Michelle Gildernew was one of the most popular agriculture ministers with, to quote one source, "some of the uber Prods in the Ulster Farmers' Union describing her as 'our minister'."

Current Deputy First Minister Michelle O’Neill was criticised over the RHI scandal after it emerged that when she was agriculture minister, her department organised scores of workshops for farmers to highlight the scheme’s benefits. She insisted the DUP solely was to blame.

As health minister in 2016, she was more sure-footed when she introduced the Bengoa report, a radical plan to transform the health system in Northern Ireland. But because of the paralysis of the last three years, it never really achieved lift-off.

No Martin McGuinness

O'Neill is no Martin McGuinness but there is a sense of her growing into the job. The sceptics might see it as "just for the optics" but she appears to have developed a businesslike and relatively cordial relationship with First Minister Arlene Foster, which is important if the new administration is to succeed.

Newry and Armagh MLA Conor Murphy is at the centre of the current storm over the Paul Quinn murder. But as finance minister it must be said he carries authority and presence in the Executive.

He had some other problems, however.
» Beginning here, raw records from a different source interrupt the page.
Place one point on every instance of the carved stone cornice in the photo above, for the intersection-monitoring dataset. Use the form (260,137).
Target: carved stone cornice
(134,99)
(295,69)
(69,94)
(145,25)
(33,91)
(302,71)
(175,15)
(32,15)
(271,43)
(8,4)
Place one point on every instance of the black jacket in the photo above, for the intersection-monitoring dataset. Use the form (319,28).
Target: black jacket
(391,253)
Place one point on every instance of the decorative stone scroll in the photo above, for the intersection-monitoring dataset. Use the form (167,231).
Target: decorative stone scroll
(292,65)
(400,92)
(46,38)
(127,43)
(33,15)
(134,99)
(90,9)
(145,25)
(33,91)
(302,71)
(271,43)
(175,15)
As regional development minister his department lost a costly high-profile discrimination case after he appointed a Catholic as chairman of Northern Ireland Water ahead of four Protestant candidates. Sinn Féin also lost an £80,000 libel case in relation to a director of Northern Ireland Water who Murphy sacked.

Newly appointed Communities Minister Deirdre Hargey barely had her feet under the desk before Fianna Fáil leader Micheál Martin was complaining about her appointment. The West Belfast MLA was in Magennis's bar in central Belfast the night in January 2005 when Robert McCartney was stabbed and beaten to death.

Martin said the appointment of Hargey – who claimed she saw nothing of the incident and had co-operated with the police investigation – showed Sinn Féin had no “real contrition” for the killing.

While these incidents often put Sinn Féin ministers in the headlines for the wrong reasons, the Executive functioned tolerably well, when it was sitting. But there was a feeling that a lot more could have been done.

Northern Ireland is still transitioning from the past and that continues to thwart useful politics.The “peace walls” remain up because the dangers and divisions that created them haven’t gone away, you know.